Yesterday was the birthday of a very good friend of mine.
If he were here, I would have taken him out and drank a lot more than I should. We would’ve eventually ended up either in a gay bar or club, with me spending the night watching him have a great time, flirting and dancing, and completely losing himself in the moment.
If he were living back in Miami or San Francisco still, where he was living when he moved away from DC, I would call him, scream HAPPY BIRTHDAY into the phone, before asking him to tell me what he had planned for the evening, ending with an “I love you” and “I hope that you have an amazing birthday.”
These are the things that I would have done, if he had not passed away this past September.
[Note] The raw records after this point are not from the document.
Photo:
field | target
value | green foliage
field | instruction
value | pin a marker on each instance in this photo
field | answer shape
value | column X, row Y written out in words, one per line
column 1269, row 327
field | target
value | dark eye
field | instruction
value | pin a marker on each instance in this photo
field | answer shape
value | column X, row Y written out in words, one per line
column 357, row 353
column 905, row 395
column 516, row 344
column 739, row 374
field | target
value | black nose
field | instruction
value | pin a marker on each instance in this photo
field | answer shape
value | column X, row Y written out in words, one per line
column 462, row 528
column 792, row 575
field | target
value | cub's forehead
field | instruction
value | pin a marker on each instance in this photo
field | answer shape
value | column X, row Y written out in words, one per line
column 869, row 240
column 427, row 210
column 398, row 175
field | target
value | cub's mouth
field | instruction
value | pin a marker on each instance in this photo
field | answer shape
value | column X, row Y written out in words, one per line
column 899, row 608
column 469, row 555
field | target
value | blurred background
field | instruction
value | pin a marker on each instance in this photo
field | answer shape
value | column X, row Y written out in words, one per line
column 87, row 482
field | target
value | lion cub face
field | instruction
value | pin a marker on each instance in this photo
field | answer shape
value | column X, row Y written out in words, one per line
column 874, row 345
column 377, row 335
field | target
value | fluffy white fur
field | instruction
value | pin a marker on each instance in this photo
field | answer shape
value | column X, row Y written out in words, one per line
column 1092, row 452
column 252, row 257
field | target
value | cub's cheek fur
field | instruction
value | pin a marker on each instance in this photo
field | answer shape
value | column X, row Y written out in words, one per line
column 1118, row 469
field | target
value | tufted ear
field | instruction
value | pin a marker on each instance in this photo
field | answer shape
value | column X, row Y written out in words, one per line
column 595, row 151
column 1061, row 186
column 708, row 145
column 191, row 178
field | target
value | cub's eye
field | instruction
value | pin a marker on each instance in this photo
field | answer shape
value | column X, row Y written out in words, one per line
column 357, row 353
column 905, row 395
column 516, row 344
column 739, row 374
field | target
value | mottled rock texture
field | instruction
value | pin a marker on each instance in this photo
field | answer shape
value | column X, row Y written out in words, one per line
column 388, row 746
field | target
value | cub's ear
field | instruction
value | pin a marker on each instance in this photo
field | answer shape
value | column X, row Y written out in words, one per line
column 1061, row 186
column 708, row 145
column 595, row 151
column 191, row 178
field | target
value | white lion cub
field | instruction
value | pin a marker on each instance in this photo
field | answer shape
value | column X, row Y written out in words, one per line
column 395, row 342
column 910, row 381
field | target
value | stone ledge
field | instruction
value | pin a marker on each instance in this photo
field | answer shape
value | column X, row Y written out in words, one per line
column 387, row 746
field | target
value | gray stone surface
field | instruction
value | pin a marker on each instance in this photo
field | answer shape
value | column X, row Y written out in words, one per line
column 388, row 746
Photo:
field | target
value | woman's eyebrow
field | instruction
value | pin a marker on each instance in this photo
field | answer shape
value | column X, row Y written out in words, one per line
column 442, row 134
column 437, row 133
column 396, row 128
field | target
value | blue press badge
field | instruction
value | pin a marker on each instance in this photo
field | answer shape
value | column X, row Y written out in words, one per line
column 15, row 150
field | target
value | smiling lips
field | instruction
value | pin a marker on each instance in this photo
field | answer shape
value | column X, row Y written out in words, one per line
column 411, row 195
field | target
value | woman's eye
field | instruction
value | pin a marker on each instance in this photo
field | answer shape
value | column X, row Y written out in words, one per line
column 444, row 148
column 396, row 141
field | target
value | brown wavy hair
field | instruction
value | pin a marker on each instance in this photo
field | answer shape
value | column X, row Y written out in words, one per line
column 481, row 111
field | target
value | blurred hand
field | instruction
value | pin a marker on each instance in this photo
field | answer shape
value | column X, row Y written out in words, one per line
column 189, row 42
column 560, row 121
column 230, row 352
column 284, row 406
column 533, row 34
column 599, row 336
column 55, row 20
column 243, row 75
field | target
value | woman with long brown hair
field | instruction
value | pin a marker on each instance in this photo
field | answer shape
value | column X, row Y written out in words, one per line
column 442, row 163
It’s still something that I wrestle with how to even handle. He was only 26, and generally healthy. Next thing I know, I am getting a call out of the blue because someone from his family posted on Facebook that he got pneumonia, and he was gone. He had just moved to Miami a few months prior to that to start a new job, start a new chapter in his life. I had just spoken to him recently about said job. About how stressful it was, how he felt that it was getting a little over his head. But none of this truly concerned me, because Ricky was like Superman to me. Because Ricky, that’s my friend’s name, was no ordinary man.
This was the guy who charmed the pants off of almost everyone that he ever met. He could not walk more than 5 blocks without running into someone that he knew, or that he was destined to know. Although he was not the tallest, or the biggest person (although his butt was legendary, but that’s a story for another day), his presence was always large. Everything that I write about him seems to fall short of being able to describe how truly amazing this man was. However, I feel that I have to try. I have to. I cannot bear the thought of a world where people don’t know who he is.
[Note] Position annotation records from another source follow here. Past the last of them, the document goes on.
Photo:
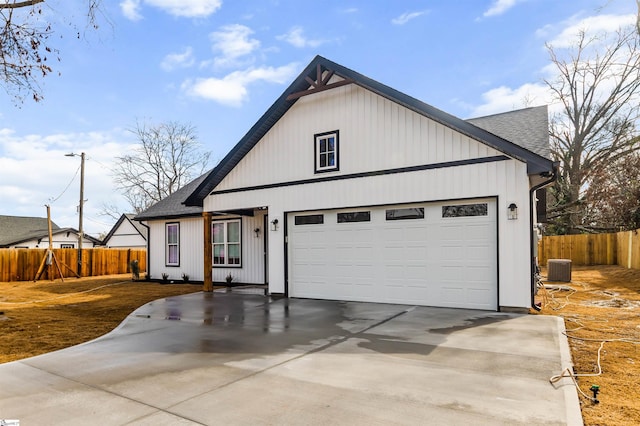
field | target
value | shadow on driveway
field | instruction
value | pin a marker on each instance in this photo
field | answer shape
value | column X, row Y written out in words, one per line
column 247, row 359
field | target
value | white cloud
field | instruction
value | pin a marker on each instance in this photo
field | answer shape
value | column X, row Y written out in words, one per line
column 406, row 17
column 296, row 38
column 232, row 89
column 34, row 171
column 180, row 8
column 178, row 60
column 499, row 7
column 131, row 9
column 233, row 42
column 502, row 99
column 592, row 25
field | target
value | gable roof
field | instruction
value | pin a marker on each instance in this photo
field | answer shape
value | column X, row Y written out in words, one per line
column 528, row 127
column 503, row 132
column 535, row 163
column 15, row 229
column 174, row 205
column 130, row 218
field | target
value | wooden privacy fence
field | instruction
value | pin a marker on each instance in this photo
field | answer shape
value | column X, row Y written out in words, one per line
column 621, row 248
column 23, row 264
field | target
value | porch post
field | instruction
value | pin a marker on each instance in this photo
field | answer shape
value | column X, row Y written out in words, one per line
column 208, row 277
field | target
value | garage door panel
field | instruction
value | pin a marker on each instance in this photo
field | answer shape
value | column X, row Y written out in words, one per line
column 432, row 261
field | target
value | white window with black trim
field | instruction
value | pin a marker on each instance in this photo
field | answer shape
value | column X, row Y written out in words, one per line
column 227, row 245
column 172, row 241
column 326, row 151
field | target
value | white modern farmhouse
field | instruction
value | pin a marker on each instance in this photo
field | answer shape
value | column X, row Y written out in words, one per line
column 347, row 189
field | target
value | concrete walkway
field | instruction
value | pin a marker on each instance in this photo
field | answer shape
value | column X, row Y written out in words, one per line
column 248, row 360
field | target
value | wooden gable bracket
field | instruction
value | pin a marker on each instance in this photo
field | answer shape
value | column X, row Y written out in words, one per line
column 320, row 84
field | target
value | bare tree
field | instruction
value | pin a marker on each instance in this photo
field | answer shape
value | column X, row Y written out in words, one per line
column 598, row 87
column 26, row 57
column 167, row 157
column 613, row 196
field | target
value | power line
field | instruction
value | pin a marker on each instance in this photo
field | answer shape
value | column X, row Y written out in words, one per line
column 67, row 187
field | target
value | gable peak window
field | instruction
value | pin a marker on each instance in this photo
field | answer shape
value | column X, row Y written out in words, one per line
column 227, row 244
column 326, row 151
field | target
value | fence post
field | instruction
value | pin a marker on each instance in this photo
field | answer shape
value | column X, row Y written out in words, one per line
column 629, row 249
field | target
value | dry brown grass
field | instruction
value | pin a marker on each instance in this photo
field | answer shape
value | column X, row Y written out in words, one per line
column 602, row 304
column 44, row 316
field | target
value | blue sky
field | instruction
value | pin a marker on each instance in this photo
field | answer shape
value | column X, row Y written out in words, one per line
column 219, row 64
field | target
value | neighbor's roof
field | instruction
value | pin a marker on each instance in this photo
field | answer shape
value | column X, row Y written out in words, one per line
column 528, row 127
column 130, row 218
column 15, row 229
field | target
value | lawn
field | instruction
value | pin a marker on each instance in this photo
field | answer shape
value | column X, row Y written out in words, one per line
column 44, row 316
column 600, row 304
column 601, row 307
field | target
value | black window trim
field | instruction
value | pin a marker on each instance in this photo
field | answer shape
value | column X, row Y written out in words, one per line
column 218, row 265
column 166, row 245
See, for me, Ricky was that friend who pushed me to “live”. He was constantly getting me to do things that in my normal hyper-worried state, I would never do. He got me to try food that I wouldn't have tried unless being held at gunpoint, drink drinks that I’d never heard of, and visit places that I would not have even known about. In a word, he was my hero.
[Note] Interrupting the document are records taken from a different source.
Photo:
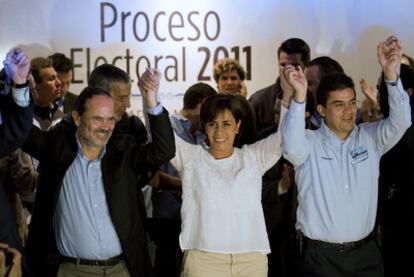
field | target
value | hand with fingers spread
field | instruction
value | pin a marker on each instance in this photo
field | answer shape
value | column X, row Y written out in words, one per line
column 296, row 79
column 389, row 57
column 243, row 89
column 286, row 88
column 17, row 66
column 370, row 92
column 148, row 84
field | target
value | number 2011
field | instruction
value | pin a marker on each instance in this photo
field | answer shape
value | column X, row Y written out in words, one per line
column 222, row 52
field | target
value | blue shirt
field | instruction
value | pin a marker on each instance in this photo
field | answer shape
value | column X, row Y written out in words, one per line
column 21, row 97
column 83, row 225
column 337, row 179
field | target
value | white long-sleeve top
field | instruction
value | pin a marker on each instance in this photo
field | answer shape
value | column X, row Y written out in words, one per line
column 221, row 210
column 337, row 179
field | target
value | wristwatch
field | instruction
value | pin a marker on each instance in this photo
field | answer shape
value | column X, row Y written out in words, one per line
column 392, row 83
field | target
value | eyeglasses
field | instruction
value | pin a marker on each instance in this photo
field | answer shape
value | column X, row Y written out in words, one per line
column 341, row 105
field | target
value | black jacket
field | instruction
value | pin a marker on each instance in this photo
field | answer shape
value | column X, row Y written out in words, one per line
column 15, row 127
column 122, row 165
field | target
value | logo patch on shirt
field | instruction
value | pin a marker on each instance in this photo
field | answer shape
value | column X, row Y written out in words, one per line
column 359, row 154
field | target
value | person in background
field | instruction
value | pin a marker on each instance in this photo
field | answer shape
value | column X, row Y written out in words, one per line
column 293, row 51
column 229, row 76
column 16, row 119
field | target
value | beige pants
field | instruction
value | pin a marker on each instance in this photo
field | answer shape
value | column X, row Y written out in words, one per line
column 71, row 270
column 207, row 264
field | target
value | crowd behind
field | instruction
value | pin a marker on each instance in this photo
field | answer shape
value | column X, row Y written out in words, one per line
column 299, row 179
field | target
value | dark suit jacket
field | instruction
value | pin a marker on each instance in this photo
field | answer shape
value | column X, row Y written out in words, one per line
column 263, row 102
column 122, row 165
column 15, row 127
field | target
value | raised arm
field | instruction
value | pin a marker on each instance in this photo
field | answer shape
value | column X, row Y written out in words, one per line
column 389, row 131
column 16, row 120
column 295, row 145
column 162, row 147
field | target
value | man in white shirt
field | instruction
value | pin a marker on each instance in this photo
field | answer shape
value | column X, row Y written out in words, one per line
column 337, row 168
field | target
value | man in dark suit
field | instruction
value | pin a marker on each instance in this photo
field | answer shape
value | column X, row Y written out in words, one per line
column 87, row 216
column 16, row 116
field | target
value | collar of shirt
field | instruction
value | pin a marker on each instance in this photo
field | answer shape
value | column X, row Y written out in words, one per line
column 82, row 154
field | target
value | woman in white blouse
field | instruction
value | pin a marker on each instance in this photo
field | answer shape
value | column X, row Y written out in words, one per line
column 223, row 229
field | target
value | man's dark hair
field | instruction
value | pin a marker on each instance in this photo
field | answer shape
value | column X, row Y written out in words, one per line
column 61, row 63
column 106, row 75
column 331, row 82
column 196, row 94
column 86, row 94
column 326, row 65
column 36, row 65
column 295, row 46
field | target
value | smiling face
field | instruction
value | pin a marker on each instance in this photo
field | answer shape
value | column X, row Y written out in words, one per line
column 121, row 94
column 50, row 87
column 221, row 132
column 340, row 111
column 96, row 124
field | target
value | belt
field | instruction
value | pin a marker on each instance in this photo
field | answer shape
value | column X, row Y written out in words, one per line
column 339, row 246
column 107, row 262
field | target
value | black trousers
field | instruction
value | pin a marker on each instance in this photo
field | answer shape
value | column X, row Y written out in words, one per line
column 327, row 261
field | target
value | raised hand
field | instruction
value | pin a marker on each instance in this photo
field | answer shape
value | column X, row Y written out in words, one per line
column 17, row 65
column 370, row 92
column 296, row 79
column 286, row 88
column 389, row 57
column 148, row 84
column 243, row 89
I could write forever and a day about how much of an amazing guy he was, how much knowing him changed my life for the better, how much I miss him, and think about him every day; but I won’t. No matter how much I say, no matter how many Ketel One White Russians I drink, or Harold and Maude screenings I have, it will never feel like enough. He is gone, and I was not ready for him to go.
Although I still look to him for advice, thinking about what he would say in this situation or that, and think back on the bountiful bank of fond memories I have of my experience with him, I realize that I will never be able to have another conversation with him, never be able to hug him again, and it makes me truly sad. Not even so much of a tear-filled sobbing kind of sad, but like an a-piece-of-my-heart-is-missing-and-the-void-is-permanent-and-I-can-feel-it kind of sad.
I guess that I’ll just have to leave it at, Happy Birthday Ricky. Thank you for everything that you did for me, and thank you for being such a good friend to me. I love you, and I will miss you always.